Dalam perkembangannya, Bank tidak selalu sesuai dengan fungsinya, hal ini yang dikenal istilah Bank Gagal. Bank Gagal adalah suatu keadaan di mana operasional bank tertentu dapat dihentikan oleh otoritas pengawasan perbankan oleh negara di mana bank tersebut berada, bila mengacu pada praktik bank sentral-bank sentral di Uni Eropa terdapat tiga aspek penilaian yakni kuantitatif, kualitatif dan subyektif, di mana sebuah bank disebut sebagai bank gagal dapat dikarenakan ketidak mampuannya dalam memenuhi kewajibannya kepada para deposannya atau karena tidak bisa membayar atau pemenuhan permintaan dana-dana lainnya yang masih merupakan bagian dari kewajibannya, penghentian terhadap operasional bank gagal mempunyai dua alternatif penyelesaian yakni yang pertama bank gagal tersebut dapat dilakukan dilikuidasi tanpa termasuk dalam skema penjaminan atau yang kedua, bila bank gagal tersebut merupakan bank-bank yang dipertanggungkan atau disebut pula sebagai bank tertanggung maka bank gagal yang bersangkutan yang berada dalam jaminan pembayaran kewajiban berdasarkan skema penjaminan oleh lembaga atau badan penjaminan tersebut.

Krisis perbankan akan berdampak langsung pada kepercayaan masyarakat terhadap Lembaga Perbankan, oleh sebab itu maka tingkat kesehatan suatu Bank harus terus dijaga agar tetap dipercayai oleh masyarakat.

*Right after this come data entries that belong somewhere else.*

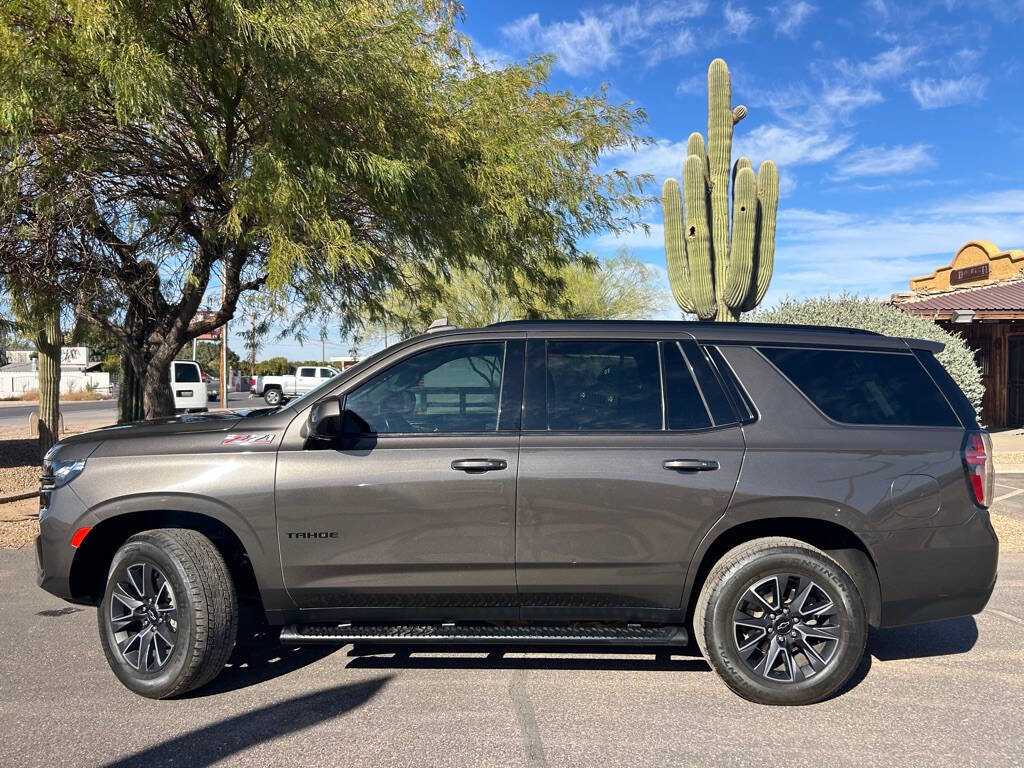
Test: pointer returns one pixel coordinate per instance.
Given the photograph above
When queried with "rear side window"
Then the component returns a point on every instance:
(186, 373)
(603, 385)
(684, 408)
(863, 387)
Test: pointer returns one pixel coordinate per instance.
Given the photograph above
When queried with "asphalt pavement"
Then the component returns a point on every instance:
(93, 413)
(945, 693)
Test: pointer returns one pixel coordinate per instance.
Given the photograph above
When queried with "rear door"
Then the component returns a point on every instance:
(625, 463)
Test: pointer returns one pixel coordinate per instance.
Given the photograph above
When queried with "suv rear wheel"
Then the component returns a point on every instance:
(169, 615)
(780, 622)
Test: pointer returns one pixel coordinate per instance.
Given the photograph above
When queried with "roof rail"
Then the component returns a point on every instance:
(440, 324)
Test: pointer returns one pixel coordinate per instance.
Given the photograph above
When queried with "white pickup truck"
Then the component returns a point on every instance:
(276, 389)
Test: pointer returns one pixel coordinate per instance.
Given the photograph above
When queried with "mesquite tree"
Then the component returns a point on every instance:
(324, 148)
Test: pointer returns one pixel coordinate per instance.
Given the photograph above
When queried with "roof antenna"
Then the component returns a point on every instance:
(440, 324)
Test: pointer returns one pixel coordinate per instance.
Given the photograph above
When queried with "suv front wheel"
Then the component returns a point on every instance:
(169, 615)
(780, 622)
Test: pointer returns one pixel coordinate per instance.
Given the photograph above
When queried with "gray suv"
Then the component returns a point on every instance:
(768, 492)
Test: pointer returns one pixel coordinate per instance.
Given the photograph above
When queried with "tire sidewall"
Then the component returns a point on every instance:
(721, 642)
(166, 679)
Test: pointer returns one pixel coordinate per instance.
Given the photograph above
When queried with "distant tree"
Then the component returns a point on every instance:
(336, 152)
(622, 288)
(856, 311)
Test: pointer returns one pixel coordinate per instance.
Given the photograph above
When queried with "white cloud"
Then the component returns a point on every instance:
(599, 38)
(579, 46)
(737, 19)
(884, 161)
(790, 145)
(932, 94)
(791, 16)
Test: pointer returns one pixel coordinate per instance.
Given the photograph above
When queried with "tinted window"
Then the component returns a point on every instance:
(186, 373)
(718, 402)
(865, 387)
(684, 408)
(449, 389)
(595, 385)
(740, 399)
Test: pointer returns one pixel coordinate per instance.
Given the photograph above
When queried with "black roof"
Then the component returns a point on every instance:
(686, 326)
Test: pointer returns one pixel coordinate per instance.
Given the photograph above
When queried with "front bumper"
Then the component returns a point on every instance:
(938, 572)
(61, 513)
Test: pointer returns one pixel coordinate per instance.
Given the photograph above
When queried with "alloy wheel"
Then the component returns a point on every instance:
(143, 616)
(786, 628)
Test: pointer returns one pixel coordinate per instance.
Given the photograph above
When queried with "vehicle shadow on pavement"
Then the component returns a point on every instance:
(260, 659)
(494, 657)
(219, 740)
(933, 639)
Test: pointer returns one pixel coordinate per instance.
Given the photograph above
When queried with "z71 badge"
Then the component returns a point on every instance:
(248, 439)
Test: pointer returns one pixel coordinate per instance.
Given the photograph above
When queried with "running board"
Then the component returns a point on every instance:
(451, 634)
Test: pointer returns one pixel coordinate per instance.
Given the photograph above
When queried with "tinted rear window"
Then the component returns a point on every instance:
(684, 408)
(603, 385)
(863, 387)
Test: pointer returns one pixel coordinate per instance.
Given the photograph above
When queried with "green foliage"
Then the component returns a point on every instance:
(853, 311)
(337, 152)
(208, 356)
(712, 274)
(622, 288)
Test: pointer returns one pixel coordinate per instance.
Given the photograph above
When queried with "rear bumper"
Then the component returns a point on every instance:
(939, 572)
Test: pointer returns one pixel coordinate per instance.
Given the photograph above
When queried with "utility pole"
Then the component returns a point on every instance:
(223, 353)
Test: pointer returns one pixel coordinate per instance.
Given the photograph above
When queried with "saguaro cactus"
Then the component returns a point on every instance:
(716, 272)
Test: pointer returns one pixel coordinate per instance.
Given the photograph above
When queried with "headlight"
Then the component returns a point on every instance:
(60, 473)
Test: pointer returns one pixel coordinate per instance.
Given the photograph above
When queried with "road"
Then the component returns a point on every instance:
(946, 693)
(93, 413)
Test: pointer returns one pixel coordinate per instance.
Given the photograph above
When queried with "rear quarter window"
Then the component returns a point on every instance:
(865, 387)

Tingkat kesehatan Bank dapat diukur dari beberapa faktor yakniPermodalan, Kualitas Aktiva Produktif, Kualitas Manajemen, Rentabilitas dan Likuiditas suatu Bank.

Dalam penilaian terhadap tingkat kesehatan Bank, Bank Indonesia diberi kewenangan untuk menentukan sistem penilaian kesehatan Bank berdasarkan Undang-Undang Nomor23 Tahun 1999 jo Undang-Undang Nomor 3 Tahun 2004 jo Undang-Undang Nomor 6 Tahun 2009 Tentang Bank Indonesia dan Undang-Undang Nomor 7 Tahun 1992 jo Undang-Undang Nomor 10 Tahun 1998 Tentang Perbankan. Bank yang tidak sehat akan kehilangan kepercayaan masyarakat, kelangsungan usaha Bank tidak dapat dilanjutkan mengakibatkan Bank tersebut menjadi Bank Gagal yang dapat dicabut ijin usahanya.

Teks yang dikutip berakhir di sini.